First, we compared PrivApprox with SplitX , a high-performance privacy-preserving analytics system. We compare the latency incurred at proxies in both PrivApprox and SplitX. SplitX is geared towards batch analytics, but can be adapted to enable privacy-preserving data analytics over data streams. We compare the latency incurred at proxies in both PrivApprox and SplitX.
Figure 3: Latency comparison b/w SplitX and PrivApprox.
Figure 3 shows that, with different numbers of clients, the latency incurred at proxies in PrivApprox is always nearly one order of magnitude lower than that in SplitX. The reason is simple: unlike PrivApprox, SplitX requires synchronization among its proxies to process query answers in a privacy-preserving fashion. This synchronization creates a significant delay in processing query answers, making SplitX unsuitable for dealing with large-scale stream analytics. More specifically, in SplitX, the processing at proxies consists of a few sub-processes including adding noise to answers, answer transmission, answer intersection, and answer shuffling; whereas, in PrivApprox, the processing at proxies contains only the answer transmission.

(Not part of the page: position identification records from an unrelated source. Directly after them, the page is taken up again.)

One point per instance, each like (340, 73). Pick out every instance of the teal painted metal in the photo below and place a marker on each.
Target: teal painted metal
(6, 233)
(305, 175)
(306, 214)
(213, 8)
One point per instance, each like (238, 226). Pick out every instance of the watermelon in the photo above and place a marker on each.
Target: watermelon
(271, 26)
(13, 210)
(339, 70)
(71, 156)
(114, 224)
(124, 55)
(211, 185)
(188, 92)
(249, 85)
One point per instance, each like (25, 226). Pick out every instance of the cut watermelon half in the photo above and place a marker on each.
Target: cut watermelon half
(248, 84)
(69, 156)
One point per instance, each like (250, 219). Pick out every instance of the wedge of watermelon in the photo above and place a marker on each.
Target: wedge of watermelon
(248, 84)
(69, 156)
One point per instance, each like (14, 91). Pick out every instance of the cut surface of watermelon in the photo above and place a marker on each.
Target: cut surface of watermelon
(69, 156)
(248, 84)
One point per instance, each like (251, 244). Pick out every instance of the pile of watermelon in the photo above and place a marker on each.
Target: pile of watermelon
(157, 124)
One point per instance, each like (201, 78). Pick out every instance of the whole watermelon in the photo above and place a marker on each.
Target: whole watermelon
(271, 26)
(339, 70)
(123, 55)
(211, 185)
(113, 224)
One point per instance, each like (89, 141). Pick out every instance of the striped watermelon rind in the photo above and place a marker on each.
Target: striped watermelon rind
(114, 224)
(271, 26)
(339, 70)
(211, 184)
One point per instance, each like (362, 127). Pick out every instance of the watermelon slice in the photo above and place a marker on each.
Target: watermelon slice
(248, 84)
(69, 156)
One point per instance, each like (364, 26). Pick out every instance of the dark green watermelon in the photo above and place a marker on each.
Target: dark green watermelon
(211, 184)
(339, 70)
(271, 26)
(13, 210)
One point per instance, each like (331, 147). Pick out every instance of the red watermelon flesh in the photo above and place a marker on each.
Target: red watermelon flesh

Figure 3 also shows that with $10^6$ clients, the latency at SplitX is $40.27$ sec, whereas PrivApprox achieves a latency of just $6.21$ sec, resulting in a $6.48\times$ speedup compared with SplitX.
Next, we compared PrivApprox with a recent privacy-preserving analytics system called RAPPOR. Similar to PrivApprox, RAPPOR applies a randomized response mechanism to achieve differential privacy. To make an “apple-to-apple” comparison between PrivApprox and RAPPOR in terms of privacy, we make a mapping between the system parameters of the two systems. We set the sampling parameter $s = 1$, and the randomized parameters $p = 1- f$, $q = 0.5$ in PrivApprox, where $f$ is the parameter used in the randomized response process of RAPPOR. In addition, we set the number of hash functions used in RAPPOR to $1$ ($h = 1$) for a fair comparison. In doing so, the two systems have the same randomized response process. However, since PrivApprox makes use of the sampling mechanism before performing the randomized response process, PrivApprox achieves stronger privacy. Figure 4 shows the differential privacy level of RAPPOR and PrivApprox with different sampling fractions $s$.
Figure 4: Differential privacy level comparison b/w RAPPOR and PrivApprox.
It is worth mentioning that, by applying the sampling mechanism, PrivApprox achieves stronger privacy (i.e., zero-/knowledge privacy) for clients. The comparison between differential privacy and zero-knowledge privacy is presented in Theorem C.4. in the technical report.